In the North America and Europe, tax-exempt hospitals have benefited from boards composed of community leaders who generally volunteer their time and expertise to enhance the performance of one of their community’s largest employers and essential contributors to the health and well being of the community and its employers
That is not the case in many low and middle income countries in Asia, Latin America and Africa. To explore our prior work to develop good governance practices in Africa, we include a series of blogs here that provide insights into the challenges faced by these hospital governing boards. The first resource is a web based educational program being used by health systems managers and board members in Asia, Latin America and Africa
You can Learn “Governing in the Context of Health” in Eight Hours in a new USAID Unveiled Governance and Health eLearning Certificate Program. To register for the program click here.
In a recent landmark report from the National Commission of College and University Board Governance, we find seven important recommendations to enhance the effectiveness of good board work. As we explore these seven imperatives, consider how they can also stimulate health systems’ boards to raise the bar on their own performance in the changing situations for hospitals and health services delivery
- Boards must improve value in their institutions and lead a restoration of public trust in higher education (aka hospital care).
- Boards must add value to institutional leadership and decision making by focusing on their essential role as institutional fiduciaries.
- Boards must act to ensure the long-term sustainability of their institutions by addressing changes finances and the imperative to deliver a high-quality education (aka health care) at lower cost
- Boards must improve shared governance within their institutions through attention to board-president relationships and a reinvigoration of faculty (aka medical staff) shared governance.
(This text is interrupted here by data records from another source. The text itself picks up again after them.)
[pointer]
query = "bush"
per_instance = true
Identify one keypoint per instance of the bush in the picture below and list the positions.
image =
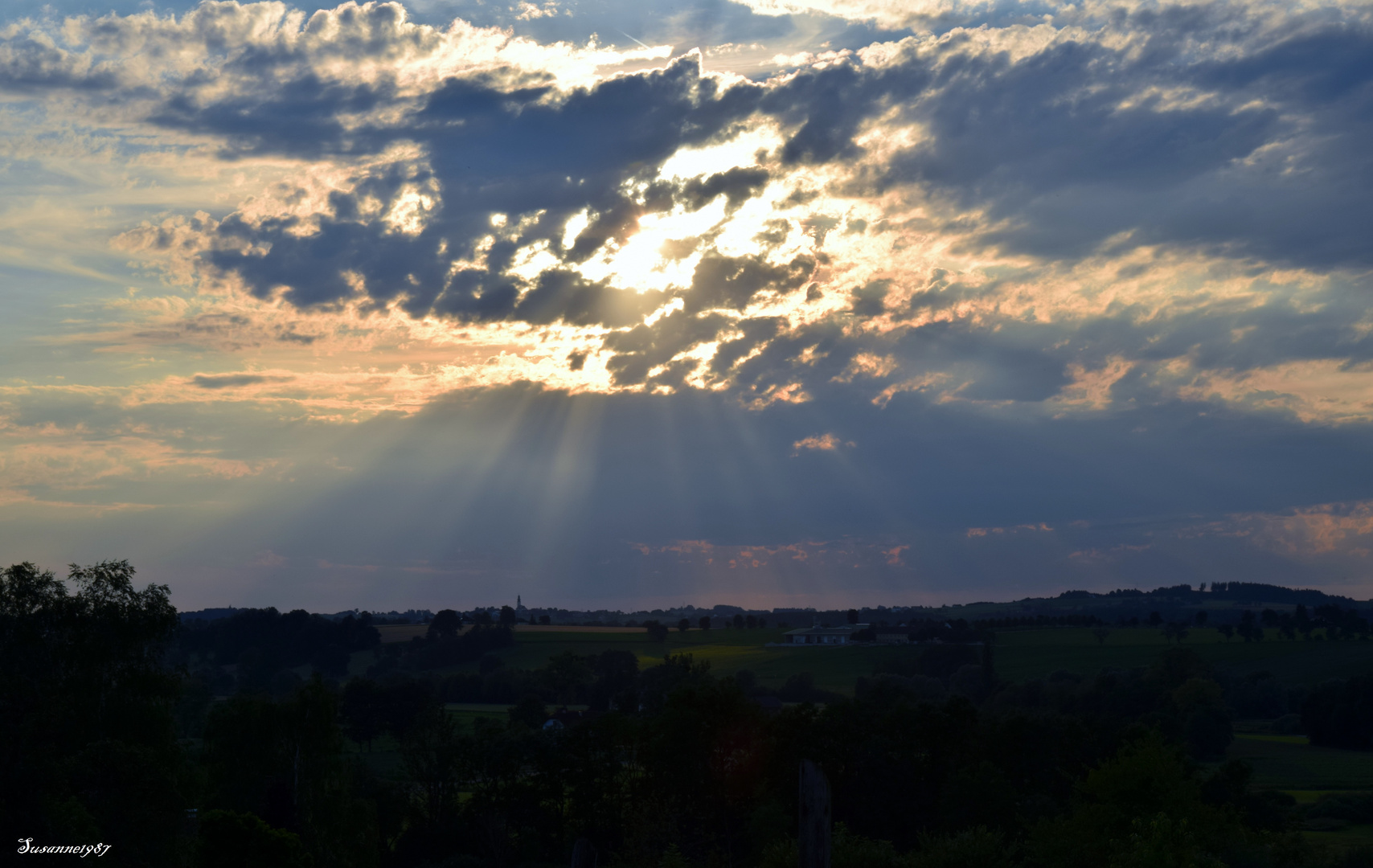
(232, 839)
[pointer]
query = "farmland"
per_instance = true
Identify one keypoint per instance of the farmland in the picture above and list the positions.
(1019, 654)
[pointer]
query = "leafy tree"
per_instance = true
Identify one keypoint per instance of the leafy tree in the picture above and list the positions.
(87, 710)
(234, 839)
(446, 624)
(529, 712)
(364, 710)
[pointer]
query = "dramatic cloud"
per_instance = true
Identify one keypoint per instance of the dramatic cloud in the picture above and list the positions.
(973, 286)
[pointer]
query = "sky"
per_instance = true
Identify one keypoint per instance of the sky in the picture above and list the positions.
(634, 304)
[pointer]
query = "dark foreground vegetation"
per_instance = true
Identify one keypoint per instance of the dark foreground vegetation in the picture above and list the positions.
(117, 722)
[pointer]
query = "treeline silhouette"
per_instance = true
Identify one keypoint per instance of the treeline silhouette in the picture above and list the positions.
(934, 763)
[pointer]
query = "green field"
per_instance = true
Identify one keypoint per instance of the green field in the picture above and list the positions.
(1280, 763)
(728, 651)
(1288, 763)
(1033, 654)
(1019, 654)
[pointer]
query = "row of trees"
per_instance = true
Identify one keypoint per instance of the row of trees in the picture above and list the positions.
(932, 763)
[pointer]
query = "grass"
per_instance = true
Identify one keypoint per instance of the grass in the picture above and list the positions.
(727, 650)
(1019, 654)
(1288, 763)
(1034, 654)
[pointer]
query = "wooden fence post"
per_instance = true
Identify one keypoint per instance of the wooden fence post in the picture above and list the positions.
(814, 816)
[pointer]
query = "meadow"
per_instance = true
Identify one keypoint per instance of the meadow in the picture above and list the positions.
(1019, 654)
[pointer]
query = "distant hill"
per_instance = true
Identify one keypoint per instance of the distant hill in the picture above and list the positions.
(1223, 602)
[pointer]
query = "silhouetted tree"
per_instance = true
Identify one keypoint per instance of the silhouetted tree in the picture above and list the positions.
(446, 624)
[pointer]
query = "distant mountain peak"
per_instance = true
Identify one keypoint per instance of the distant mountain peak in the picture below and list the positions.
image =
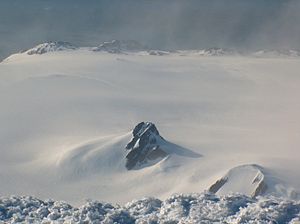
(51, 46)
(120, 46)
(145, 146)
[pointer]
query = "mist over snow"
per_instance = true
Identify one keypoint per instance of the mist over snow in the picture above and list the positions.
(149, 111)
(169, 24)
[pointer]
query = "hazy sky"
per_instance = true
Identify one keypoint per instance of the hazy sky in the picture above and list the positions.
(157, 23)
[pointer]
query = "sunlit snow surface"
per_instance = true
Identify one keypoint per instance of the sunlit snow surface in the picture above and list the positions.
(66, 118)
(190, 208)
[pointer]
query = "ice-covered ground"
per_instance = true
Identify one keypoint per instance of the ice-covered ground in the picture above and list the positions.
(189, 208)
(66, 118)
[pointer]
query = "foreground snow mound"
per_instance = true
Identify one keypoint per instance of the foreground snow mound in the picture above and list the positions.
(120, 46)
(190, 208)
(251, 180)
(50, 47)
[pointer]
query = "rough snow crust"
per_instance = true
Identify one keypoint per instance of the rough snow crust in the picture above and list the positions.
(189, 208)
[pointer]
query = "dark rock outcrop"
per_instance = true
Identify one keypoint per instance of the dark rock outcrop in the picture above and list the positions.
(145, 146)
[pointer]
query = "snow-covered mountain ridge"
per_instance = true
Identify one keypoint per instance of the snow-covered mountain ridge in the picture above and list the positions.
(134, 47)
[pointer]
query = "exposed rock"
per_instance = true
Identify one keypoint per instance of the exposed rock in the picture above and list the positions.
(145, 146)
(50, 47)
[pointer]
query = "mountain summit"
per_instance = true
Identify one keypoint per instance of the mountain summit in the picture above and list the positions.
(145, 146)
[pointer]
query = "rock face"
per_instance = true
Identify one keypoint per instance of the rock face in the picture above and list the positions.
(246, 179)
(50, 47)
(120, 46)
(145, 146)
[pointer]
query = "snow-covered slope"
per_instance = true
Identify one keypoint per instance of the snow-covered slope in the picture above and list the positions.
(120, 46)
(277, 53)
(252, 180)
(66, 118)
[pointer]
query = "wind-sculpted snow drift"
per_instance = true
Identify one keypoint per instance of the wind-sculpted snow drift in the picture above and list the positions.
(181, 208)
(252, 180)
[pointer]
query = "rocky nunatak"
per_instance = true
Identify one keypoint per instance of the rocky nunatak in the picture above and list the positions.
(145, 147)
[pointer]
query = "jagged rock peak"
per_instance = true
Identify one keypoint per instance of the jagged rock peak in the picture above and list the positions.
(50, 47)
(120, 46)
(145, 148)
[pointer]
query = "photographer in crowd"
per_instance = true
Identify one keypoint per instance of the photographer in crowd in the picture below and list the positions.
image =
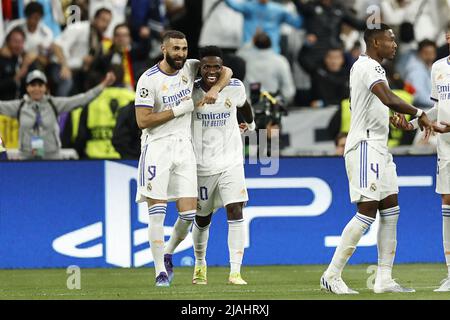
(37, 113)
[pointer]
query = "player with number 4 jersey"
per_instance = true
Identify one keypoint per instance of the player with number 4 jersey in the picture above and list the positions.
(370, 169)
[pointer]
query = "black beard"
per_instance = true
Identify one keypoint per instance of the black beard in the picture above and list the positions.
(173, 64)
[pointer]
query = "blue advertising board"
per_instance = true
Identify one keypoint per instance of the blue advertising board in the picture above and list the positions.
(55, 214)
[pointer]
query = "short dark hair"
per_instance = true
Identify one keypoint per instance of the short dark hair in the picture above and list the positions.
(370, 34)
(120, 25)
(100, 11)
(34, 7)
(15, 30)
(262, 40)
(210, 51)
(173, 34)
(426, 43)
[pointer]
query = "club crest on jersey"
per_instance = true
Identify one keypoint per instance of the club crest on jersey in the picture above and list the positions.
(228, 103)
(379, 69)
(143, 93)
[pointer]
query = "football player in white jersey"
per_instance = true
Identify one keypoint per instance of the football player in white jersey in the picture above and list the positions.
(167, 167)
(440, 94)
(371, 172)
(220, 163)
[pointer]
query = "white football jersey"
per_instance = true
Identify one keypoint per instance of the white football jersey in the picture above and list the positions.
(369, 116)
(215, 130)
(440, 93)
(161, 91)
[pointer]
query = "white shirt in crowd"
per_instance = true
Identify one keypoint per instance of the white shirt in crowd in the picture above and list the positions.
(222, 28)
(38, 41)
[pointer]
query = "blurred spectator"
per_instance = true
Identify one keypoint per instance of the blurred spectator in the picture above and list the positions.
(340, 122)
(330, 82)
(146, 17)
(220, 19)
(118, 10)
(3, 155)
(14, 65)
(416, 19)
(39, 40)
(266, 16)
(353, 55)
(80, 43)
(98, 120)
(323, 20)
(339, 142)
(444, 51)
(267, 67)
(189, 21)
(39, 37)
(53, 16)
(37, 114)
(418, 73)
(127, 135)
(121, 51)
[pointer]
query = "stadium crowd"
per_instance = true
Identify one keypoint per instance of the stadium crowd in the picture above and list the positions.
(299, 51)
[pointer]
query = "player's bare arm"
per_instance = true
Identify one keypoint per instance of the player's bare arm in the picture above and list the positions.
(247, 112)
(443, 127)
(392, 101)
(146, 118)
(399, 121)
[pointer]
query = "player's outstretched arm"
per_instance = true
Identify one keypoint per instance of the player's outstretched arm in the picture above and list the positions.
(392, 101)
(212, 94)
(399, 121)
(444, 127)
(247, 112)
(146, 118)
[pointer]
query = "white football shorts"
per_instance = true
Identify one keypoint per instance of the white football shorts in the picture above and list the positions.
(219, 190)
(443, 177)
(371, 174)
(167, 170)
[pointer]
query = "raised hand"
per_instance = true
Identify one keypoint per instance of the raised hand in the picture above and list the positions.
(443, 128)
(399, 121)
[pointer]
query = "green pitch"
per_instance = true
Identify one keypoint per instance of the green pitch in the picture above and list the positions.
(265, 282)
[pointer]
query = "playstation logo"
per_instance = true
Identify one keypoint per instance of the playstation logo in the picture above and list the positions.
(117, 239)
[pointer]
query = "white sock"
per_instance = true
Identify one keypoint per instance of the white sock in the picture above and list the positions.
(387, 241)
(353, 231)
(157, 213)
(446, 234)
(180, 230)
(236, 238)
(200, 237)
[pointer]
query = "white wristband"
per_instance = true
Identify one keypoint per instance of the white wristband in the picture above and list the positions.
(185, 106)
(251, 126)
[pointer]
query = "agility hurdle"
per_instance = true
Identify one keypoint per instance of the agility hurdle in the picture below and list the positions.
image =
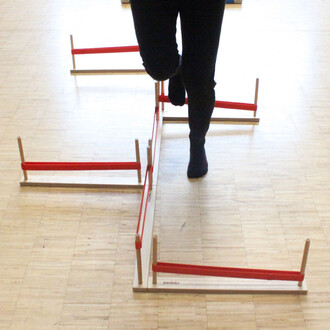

- Boards must improve their own capacity and functionality through increased attention to the qualifications and recruitment of members, board orientation, committee composition, and removal of members for cause.
- Boards must focus their time on issues of greatest consequence to the institution by reducing time spent reviewing routine reports and redirecting attention to cross-cutting and strategic issues not addressed elsewhere.
- Boards must hold themselves accountable for their own performance by modeling the same behaviors and performance they expect from others in their institutions.
Perhaps our health systems’ board members should meet periodically with their university board colleagues to share ideas about how best to leverage the time and talents of community leaders for stronger board work for stronger organizational performance?